Method of Construction
The HHS module consists of three "occurrence" and three "frequency-of-occurrence" questions, that should be answered according to the household food security experience in the previous 30 days. The respondent is first asked if a given condition was experienced (yes or no) and, if it was, with what frequency (rarely, sometimes, or often). All questions are worded to be as universally relevant as possible, and focus strictly on the hunger-specific experience of insecure access to food.
The resulting responses can be transformed into either a continuous or a categorical indicator of hunger. When calculating the HHS as a continuous indicator, each of the six questions is scored 0- 2, with 2 being the highest frequency of occurrence.

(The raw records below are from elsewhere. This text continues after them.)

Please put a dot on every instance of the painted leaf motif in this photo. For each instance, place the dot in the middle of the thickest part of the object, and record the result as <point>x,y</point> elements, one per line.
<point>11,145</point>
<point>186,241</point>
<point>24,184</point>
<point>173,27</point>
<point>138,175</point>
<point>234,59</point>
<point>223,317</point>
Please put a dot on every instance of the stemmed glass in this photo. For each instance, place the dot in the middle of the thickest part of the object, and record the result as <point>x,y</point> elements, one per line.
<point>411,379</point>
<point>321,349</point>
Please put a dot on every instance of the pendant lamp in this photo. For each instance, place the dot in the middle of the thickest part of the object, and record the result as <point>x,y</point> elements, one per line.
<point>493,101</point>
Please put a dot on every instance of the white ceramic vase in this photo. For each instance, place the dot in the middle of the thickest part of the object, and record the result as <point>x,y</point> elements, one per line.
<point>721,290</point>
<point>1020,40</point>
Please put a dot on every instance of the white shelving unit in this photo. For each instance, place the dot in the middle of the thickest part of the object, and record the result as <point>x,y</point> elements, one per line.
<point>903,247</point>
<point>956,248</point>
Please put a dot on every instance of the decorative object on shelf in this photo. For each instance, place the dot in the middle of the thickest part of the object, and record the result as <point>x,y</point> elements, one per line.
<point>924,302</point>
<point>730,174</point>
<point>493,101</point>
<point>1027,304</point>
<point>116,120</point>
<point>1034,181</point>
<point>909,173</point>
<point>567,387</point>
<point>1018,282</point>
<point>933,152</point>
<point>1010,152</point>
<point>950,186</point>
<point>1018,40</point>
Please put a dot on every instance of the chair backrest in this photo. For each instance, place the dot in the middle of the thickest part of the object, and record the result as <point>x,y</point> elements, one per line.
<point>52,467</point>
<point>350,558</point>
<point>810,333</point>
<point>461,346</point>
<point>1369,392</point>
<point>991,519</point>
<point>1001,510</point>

The score for each of the three questions is then added together, the totalHHS ranging from 0 to 6, which indicates the degree of insecure food access. Households can also be categorized as "little to no hunger in the household" (0-1), "moderate hunger in the household" (2- 3), or "severe hunger in the household" (4-6). For more guidance, see Table 6 on page 13 in Ballard et al., 2011.

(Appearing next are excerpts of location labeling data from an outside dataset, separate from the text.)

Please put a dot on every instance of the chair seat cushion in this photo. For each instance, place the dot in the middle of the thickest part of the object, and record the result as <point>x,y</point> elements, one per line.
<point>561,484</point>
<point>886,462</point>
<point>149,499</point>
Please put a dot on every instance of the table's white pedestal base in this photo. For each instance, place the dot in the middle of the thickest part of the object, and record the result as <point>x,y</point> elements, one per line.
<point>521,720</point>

The HHS can be used to observe the prevalence of hunger over time and across countries or regions, informing policies and programs of food insecurity and hunger. It can also be included in nutrition and food security surveillance systems, informing humanitarian responses. For example, the HHS is one of the main indicators used in the Integrated Food Security Phase Classification System (IPC), an approach developed to measure and address acute food security crises (IPC, 2012). Additionally, the United States Agency for International Development (USAID) requires that all of their Bureau for Humanitarian Affairs food assistance projects utilize HHS in both baseline and endline evaluations (FANTA III, 2015).

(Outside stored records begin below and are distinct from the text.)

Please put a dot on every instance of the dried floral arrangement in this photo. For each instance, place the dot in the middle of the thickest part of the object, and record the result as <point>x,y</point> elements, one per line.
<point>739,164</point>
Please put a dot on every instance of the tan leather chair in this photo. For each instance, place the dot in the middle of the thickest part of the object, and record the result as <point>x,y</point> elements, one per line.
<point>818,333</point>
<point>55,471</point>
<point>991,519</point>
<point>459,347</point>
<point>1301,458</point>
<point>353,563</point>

Like other experience-based food insecurity scales, the HHS does not quantify food consumption nor assess adequacy of diet quality; doing so would require other methods and indicators, such as 24-hour dietary recalls to calculate the Mean Adequacy Ratio (MAR), or a diet diversity index to determine the Minimum Dietary Diversity Score for Women (MDD-W).
Strengths and Weaknesses
The HHS requires little time for implementation and allows for valid comparisons over time, across countries or regions, and among important demographic groups, such as different female- versus male-headed households (Deitchler et al., 2010).
Due to the focus of the HHS on the more severe food insecure behaviors, such as skipping meals or going to bed hungry, it is generally only useful in contexts with severe food insecurity and, as such, was heavily used during the peak of the Somalia famine in 2011/12 (Maxwell et al., 2013). Similar indicators, such as FIES, ELCSA, or HFIAS may be more appropriate for detecting the full range of food insecurity.
When data are collected at the household level, the selected respondent, usually the primary food preparer, may not always be in a position to accurately represent the experience of all household members. If any member of the household is reported as experiencing a food insecurity condition on the questionnaire, the entire household is classified as food insecure. This means the indicator potentially overestimates the number of food insecure individuals in a household, while providing an accurate count of households with at least one member experiencing food insecurity. Relatedly, bias may be introduced from the fact that the selected respondent's perception of their household's experience is not representative of all other household members (Coates et al., 2010).
Finally, the HHS can also be used as an individual-level indicator, although in that case results would not be comparable to other studies that used household-level data.
The HHS is a short module that consists from three to six questions that can be included as part of household surveys. Detailed guidance for adapting and implementing the indicator, as well as the module itself, is available in the HHS guide created by FANTA (Ballard et al.,2011).